### Customized schema Evolution feature in plain spark which should work in GCP unlike databricks (cloudFiles)


In [0]:

from pyspark.sql import SparkSession
from pyspark.sql.functions import col, lit, to_json, struct
from pyspark.sql.types import StructType

# Initialize Spark Session
spark = SparkSession.builder \
    .appName("SchemaEvolutionGCS") \
    .getOrCreate()

# GCS path
gcs_path = "gs://your-bucket/path/*.csv"  # or *.json

# Expected schema (start with known columns)
expected_schema = StructType([])  # Empty means infer first batch

# Function to rescue unexpected fields
def rescue_unexpected_fields(df, expected_cols):
    actual_cols = set(df.columns)
    extra_cols = actual_cols - expected_cols
    if extra_cols:
        df = df.withColumn("_rescued_data", to_json(struct(*[col(c) for c in extra_cols])))
        df = df.drop(*extra_cols)
    return df

# Read files and infer schema dynamically
df = spark.read.option("header", "true").csv(gcs_path)  # For JSON use .json(gcs_path)

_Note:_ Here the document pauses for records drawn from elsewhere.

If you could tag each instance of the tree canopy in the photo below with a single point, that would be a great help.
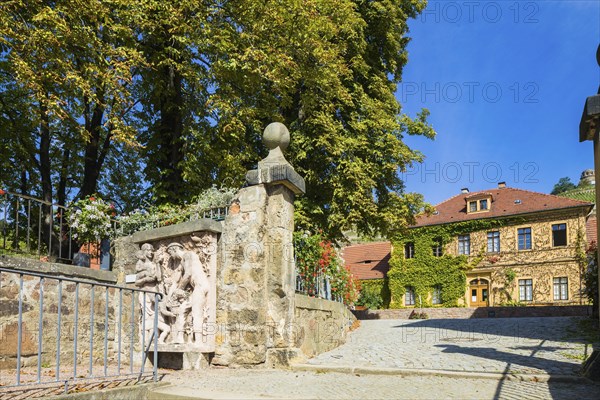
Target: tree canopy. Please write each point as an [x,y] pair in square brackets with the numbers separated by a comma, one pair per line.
[155,101]
[563,185]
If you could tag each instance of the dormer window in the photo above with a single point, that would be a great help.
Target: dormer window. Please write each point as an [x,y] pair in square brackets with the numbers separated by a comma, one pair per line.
[480,202]
[472,206]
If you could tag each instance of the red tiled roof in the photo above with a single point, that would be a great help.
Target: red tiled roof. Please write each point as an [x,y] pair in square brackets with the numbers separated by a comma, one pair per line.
[590,229]
[503,205]
[368,260]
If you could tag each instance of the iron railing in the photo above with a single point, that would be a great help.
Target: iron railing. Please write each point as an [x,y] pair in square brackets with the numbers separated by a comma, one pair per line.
[68,312]
[35,228]
[31,226]
[215,213]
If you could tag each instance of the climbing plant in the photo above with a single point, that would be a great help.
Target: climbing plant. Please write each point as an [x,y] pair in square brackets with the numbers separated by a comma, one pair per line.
[426,270]
[374,293]
[317,261]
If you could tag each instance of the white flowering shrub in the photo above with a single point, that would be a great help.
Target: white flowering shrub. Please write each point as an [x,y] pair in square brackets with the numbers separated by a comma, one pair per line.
[169,214]
[90,219]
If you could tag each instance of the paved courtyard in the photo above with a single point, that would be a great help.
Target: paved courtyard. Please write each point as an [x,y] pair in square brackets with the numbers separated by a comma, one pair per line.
[504,345]
[449,359]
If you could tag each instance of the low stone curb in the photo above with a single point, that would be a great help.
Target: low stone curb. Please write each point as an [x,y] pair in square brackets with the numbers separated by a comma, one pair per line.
[439,372]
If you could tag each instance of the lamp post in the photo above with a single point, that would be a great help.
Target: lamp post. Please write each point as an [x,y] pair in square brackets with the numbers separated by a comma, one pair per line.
[589,129]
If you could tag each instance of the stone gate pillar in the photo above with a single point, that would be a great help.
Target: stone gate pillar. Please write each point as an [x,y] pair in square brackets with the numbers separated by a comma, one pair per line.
[256,280]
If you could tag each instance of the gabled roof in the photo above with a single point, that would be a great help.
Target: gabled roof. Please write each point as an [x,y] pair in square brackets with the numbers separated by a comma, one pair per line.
[368,260]
[504,203]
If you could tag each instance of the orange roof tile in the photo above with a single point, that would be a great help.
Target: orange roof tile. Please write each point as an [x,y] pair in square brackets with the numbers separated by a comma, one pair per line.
[368,260]
[504,204]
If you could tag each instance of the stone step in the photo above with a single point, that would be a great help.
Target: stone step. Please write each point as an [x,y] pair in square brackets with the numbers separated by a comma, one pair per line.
[183,393]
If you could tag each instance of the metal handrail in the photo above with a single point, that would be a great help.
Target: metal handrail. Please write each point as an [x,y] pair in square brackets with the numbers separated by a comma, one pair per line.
[78,282]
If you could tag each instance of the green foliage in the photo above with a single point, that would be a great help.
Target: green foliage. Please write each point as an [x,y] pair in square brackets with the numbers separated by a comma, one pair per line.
[169,214]
[102,95]
[425,271]
[374,294]
[510,275]
[317,261]
[590,278]
[90,218]
[512,303]
[564,184]
[418,315]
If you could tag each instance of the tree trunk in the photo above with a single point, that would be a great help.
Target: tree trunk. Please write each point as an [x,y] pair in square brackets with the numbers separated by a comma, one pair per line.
[170,131]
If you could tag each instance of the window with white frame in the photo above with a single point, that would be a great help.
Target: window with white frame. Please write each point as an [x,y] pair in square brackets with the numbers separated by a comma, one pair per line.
[494,242]
[409,296]
[464,245]
[525,289]
[561,288]
[436,297]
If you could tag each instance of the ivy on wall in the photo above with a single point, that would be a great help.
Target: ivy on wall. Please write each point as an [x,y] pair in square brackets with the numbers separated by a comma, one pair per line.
[425,271]
[374,294]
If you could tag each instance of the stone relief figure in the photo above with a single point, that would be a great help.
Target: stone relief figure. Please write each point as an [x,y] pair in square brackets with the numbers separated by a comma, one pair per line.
[182,273]
[192,272]
[147,277]
[179,303]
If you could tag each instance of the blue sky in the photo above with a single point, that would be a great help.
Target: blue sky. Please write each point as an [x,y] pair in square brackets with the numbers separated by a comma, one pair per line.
[505,82]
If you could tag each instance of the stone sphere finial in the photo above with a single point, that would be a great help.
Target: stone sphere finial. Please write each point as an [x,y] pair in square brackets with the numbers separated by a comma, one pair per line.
[276,135]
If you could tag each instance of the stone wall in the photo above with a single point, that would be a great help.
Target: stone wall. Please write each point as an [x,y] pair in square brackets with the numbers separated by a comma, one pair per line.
[255,279]
[320,325]
[542,263]
[478,312]
[48,291]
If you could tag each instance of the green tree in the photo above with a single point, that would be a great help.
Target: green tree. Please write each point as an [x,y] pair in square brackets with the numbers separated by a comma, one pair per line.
[73,62]
[563,185]
[329,71]
[195,82]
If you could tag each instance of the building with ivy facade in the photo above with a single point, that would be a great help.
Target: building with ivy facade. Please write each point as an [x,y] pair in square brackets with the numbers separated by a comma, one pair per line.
[502,246]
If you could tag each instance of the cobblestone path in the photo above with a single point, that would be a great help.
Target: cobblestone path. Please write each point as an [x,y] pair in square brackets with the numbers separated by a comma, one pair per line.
[503,345]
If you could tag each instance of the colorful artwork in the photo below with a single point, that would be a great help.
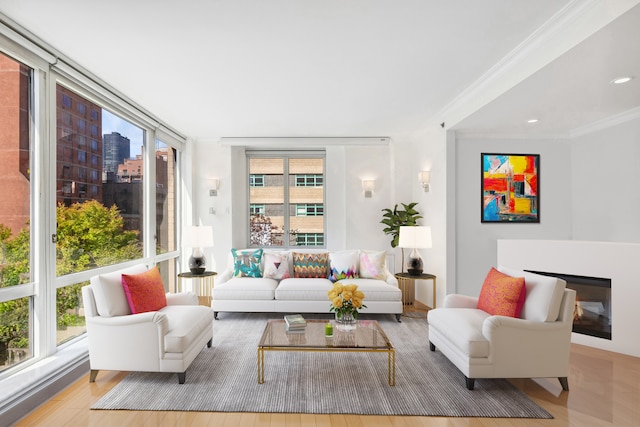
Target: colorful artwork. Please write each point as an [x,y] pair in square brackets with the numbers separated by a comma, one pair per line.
[510,191]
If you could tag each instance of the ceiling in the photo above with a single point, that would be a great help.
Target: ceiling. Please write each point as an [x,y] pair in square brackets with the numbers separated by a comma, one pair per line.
[309,68]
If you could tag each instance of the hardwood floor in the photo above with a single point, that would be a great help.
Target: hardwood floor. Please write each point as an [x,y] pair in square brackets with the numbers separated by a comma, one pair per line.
[604,391]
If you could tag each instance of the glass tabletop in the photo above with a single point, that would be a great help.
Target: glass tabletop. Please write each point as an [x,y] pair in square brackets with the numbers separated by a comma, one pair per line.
[366,334]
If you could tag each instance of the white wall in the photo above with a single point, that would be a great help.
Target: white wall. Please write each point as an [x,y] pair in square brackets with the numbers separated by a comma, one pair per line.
[475,242]
[615,261]
[605,199]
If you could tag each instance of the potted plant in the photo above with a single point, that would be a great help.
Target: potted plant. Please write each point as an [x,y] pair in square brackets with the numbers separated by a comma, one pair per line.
[399,217]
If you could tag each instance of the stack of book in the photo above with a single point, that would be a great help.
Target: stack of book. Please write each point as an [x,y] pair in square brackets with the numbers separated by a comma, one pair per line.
[295,323]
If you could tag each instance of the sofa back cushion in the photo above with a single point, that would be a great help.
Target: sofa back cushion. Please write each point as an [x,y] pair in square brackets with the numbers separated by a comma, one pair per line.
[109,294]
[144,291]
[544,295]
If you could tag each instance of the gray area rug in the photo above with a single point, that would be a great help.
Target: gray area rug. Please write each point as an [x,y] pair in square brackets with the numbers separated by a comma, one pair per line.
[224,379]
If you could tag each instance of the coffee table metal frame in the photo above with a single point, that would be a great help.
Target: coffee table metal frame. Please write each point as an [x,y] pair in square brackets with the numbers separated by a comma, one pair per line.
[275,338]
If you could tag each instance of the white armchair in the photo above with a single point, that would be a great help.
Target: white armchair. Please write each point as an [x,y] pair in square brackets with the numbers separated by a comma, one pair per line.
[167,340]
[536,345]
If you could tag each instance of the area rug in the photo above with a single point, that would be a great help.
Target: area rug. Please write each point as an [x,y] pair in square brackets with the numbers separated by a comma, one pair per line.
[224,378]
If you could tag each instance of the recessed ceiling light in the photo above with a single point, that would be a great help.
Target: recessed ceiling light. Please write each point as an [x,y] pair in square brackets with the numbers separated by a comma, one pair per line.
[621,80]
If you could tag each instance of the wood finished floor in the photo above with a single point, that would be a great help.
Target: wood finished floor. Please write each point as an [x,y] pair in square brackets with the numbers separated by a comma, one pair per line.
[604,391]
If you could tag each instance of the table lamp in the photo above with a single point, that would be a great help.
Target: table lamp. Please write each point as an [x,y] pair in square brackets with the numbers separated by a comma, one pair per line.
[415,237]
[197,237]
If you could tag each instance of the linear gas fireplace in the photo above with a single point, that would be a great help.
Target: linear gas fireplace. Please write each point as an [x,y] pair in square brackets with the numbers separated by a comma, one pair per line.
[592,312]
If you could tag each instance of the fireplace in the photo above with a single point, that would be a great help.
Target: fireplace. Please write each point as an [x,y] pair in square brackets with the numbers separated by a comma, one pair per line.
[592,312]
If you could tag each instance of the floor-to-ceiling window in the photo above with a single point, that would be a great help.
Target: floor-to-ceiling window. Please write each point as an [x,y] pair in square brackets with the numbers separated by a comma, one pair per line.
[16,282]
[89,182]
[286,198]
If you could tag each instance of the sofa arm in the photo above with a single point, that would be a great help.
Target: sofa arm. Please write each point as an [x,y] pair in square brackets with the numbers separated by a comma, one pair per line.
[460,301]
[182,298]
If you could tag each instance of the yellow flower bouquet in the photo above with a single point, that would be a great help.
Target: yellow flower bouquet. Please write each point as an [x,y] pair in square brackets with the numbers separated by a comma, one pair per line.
[346,300]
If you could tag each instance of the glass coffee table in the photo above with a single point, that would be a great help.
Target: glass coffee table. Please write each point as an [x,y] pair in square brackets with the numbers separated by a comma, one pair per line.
[364,336]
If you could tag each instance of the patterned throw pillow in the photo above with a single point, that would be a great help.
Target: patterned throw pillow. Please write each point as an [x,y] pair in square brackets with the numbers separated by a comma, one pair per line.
[310,265]
[144,291]
[343,265]
[502,295]
[247,263]
[373,265]
[276,265]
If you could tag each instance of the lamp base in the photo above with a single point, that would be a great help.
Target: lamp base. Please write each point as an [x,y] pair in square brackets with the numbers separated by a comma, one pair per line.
[197,264]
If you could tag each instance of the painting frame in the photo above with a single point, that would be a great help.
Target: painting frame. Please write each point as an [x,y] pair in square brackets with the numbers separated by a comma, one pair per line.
[510,188]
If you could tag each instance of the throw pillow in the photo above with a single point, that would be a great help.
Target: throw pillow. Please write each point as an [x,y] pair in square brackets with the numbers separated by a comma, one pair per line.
[247,263]
[310,265]
[502,295]
[373,265]
[343,265]
[144,291]
[276,265]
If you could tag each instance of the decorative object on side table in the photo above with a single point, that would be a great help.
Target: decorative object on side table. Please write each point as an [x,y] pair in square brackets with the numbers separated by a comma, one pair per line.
[415,237]
[346,300]
[197,238]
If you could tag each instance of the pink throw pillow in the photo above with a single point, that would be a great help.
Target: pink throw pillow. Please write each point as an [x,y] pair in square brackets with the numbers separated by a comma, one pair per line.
[502,295]
[145,291]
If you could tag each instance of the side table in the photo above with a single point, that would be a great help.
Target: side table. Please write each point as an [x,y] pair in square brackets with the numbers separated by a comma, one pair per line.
[205,284]
[407,284]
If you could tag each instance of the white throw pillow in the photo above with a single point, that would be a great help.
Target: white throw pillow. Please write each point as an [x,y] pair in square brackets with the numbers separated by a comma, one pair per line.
[109,293]
[373,265]
[276,265]
[543,297]
[343,265]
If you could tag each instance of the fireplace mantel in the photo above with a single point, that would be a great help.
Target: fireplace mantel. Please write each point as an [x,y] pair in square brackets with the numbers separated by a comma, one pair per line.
[617,261]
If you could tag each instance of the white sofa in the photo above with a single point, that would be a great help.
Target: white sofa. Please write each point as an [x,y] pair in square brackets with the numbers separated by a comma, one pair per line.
[167,340]
[536,345]
[300,295]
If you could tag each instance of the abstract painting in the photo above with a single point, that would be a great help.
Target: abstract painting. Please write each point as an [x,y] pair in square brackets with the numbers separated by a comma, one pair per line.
[510,187]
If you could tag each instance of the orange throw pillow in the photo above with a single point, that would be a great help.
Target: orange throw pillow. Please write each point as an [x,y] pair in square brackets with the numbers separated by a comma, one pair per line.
[145,291]
[502,295]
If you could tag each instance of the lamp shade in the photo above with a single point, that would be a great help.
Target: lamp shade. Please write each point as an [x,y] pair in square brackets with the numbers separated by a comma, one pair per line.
[415,237]
[197,236]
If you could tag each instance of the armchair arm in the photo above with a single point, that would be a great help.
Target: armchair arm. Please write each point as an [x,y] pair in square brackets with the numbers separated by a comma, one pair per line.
[182,298]
[460,301]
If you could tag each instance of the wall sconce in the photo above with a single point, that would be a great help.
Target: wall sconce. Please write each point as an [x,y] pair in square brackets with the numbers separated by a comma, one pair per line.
[214,184]
[425,177]
[368,185]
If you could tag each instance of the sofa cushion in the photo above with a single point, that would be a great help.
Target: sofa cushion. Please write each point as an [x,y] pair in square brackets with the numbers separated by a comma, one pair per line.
[463,327]
[144,291]
[310,265]
[276,265]
[186,323]
[501,294]
[246,263]
[304,290]
[544,295]
[109,293]
[246,288]
[375,290]
[343,265]
[373,265]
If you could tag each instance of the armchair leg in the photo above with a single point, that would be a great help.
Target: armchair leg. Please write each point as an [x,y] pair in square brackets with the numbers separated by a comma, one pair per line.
[471,382]
[564,382]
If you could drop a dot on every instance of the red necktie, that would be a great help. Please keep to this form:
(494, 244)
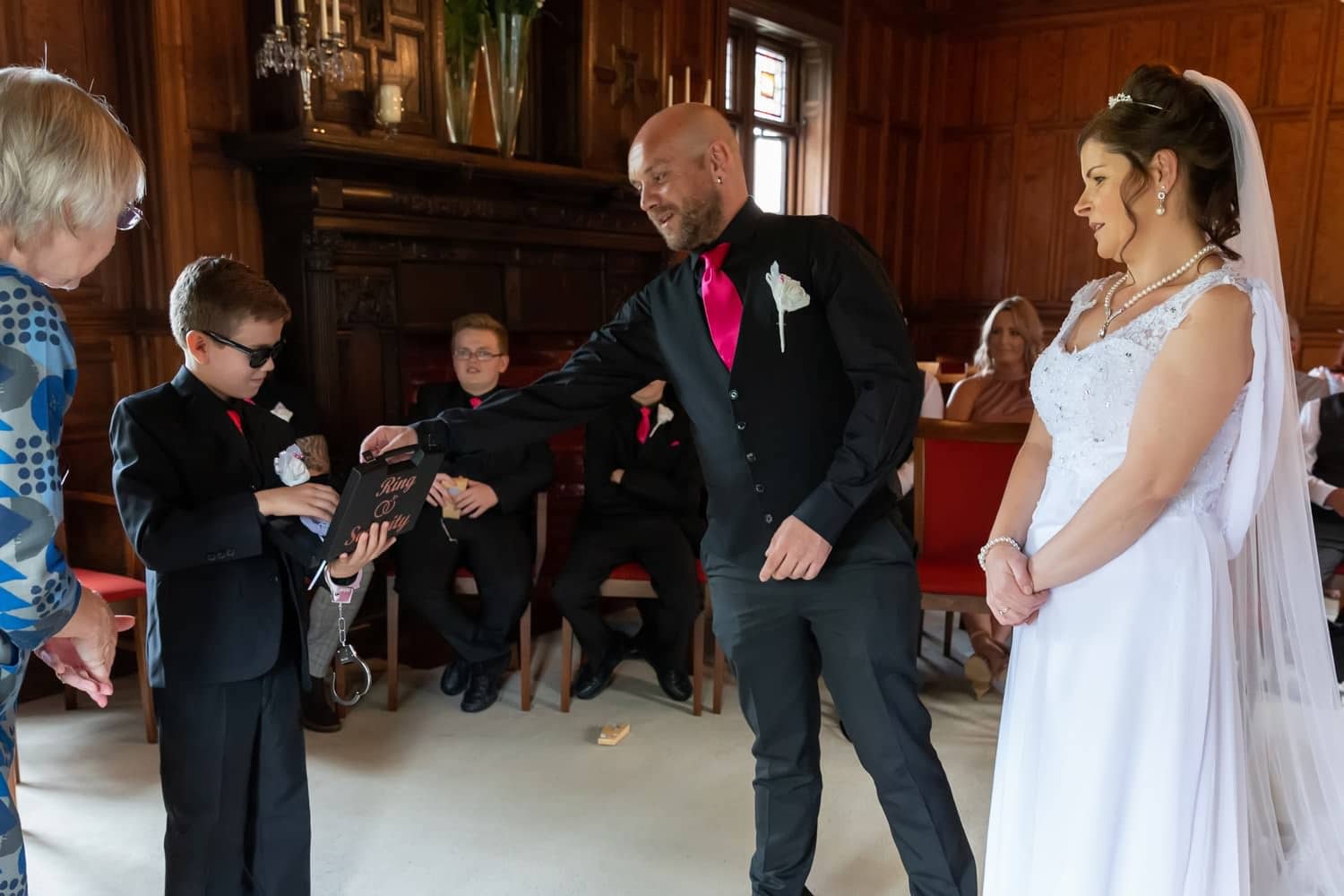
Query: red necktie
(238, 418)
(642, 432)
(722, 304)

# If expected schema is empty, initialize it
if len(expected_schema.fields) == 0:
    expected_schema = df.schema

# Align columns: add missing columns with nulls
expected_cols = set(expected_schema.fieldNames())
actual_cols = set(df.columns)

missing_cols = expected_cols - actual_cols
for col_name in missing_cols:
    df = df.withColumn(col_name, lit(None))

# Rescue unexpected fields
df = rescue_unexpected_fields(df, expected_cols)

# Reorder columns to match expected schema
df = df.select(*expected_schema.fieldNames(), "_rescued_data")

# Write cleaned data back to GCS or Delta
df.write.mode("overwrite").parquet("gs://your-bucket/cleaned-data/")